He and Ike Nassi developed a goto-less visual programming technique called the
Nassi-Shneiderman diagram [2]. He not only studied and summarized the status
quo of flowcharting, but also conducted experiments that suggested flowcharts
were not helpful for writing, understanding, or modifying computer programs.

He's also done a lot of work with information visualization [3], including
tree maps and dynamic query sliders, and developed systems and published
papers that have inspired many other people.

He and Christopher Williamson developed and empirically evaluated dynamic
query sliders in the ingenious Dynamic Home Finder [4], which applies direct
manipulation and infovis techniques to dynamic real time visual real-estate
database queries. That inspired me to implement a similar real time
information visualization technique in SimCity [5].

By studying, measuring, comparing, and generalizing on what was really going
on, he came up with these eight golden rules for interface design:

1) Strive for consistency. Consistent sequences of actions should be required
in similar situations...

2) Enable frequent users to use shortcuts. As the frequency of use increases,
so do the user's desires to reduce the number of interactions...

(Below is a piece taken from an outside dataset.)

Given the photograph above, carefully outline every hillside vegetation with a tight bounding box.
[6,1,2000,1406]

3) Offer informative feedback. For every operator action, there should be some
system feedback...

4) Design dialog to yield closure. Sequences of actions should be organized
into groups with a beginning, middle, and end...

5) Offer simple error handling. As much as possible, design the system so the
user cannot make a serious error...

6) Permit easy reversal of actions. This feature relieves anxiety, since the
user knows that errors can be undone...

7) Support internal locus of control. Experienced operators strongly desire
the sense that they are in charge of the system and that the system responds
to their actions. Design the system to make users the initiators of actions
rather than the responders.

8) Reduce short-term memory load. The limitation of human information
processing in short-term memory requires that displays be kept simple,
multiple page displays be consolidated, window-motion frequency be reduced,
and sufficient training time be allotted for codes, mnemonics, and sequences
of actions.

\----

[1] An Empirical Comparison of Pie vs. Linear Menus:
[http://www.donhopkins.com/drupal/node/100](http://www.donhopkins.com/drupal/node/100)

[2] Nassi-Shneiderman diagram:
[https://en.wikipedia.org/wiki/Nassi%E2%80%93Shneiderman_diag...](https://en.wikipedia.org/wiki/Nassi%E2%80%93Shneiderman_diagram)

[3] InfoVis:
[https://en.wikipedia.org/wiki/Information_visualization](https://en.wikipedia.org/wiki/Information_visualization)

[4] Dynamic Home Finder:
[http://hcil2.cs.umd.edu/trs/92-01/92-01.html](http://hcil2.cs.umd.edu/trs/92-01/92-01.html)

[5] SimCity Frob-O-Matic Dynamic Zone Filter:
[https://youtu.be/_fVl4dGwUrA?t=3m35s](https://youtu.be/_fVl4dGwUrA?t=3m35s)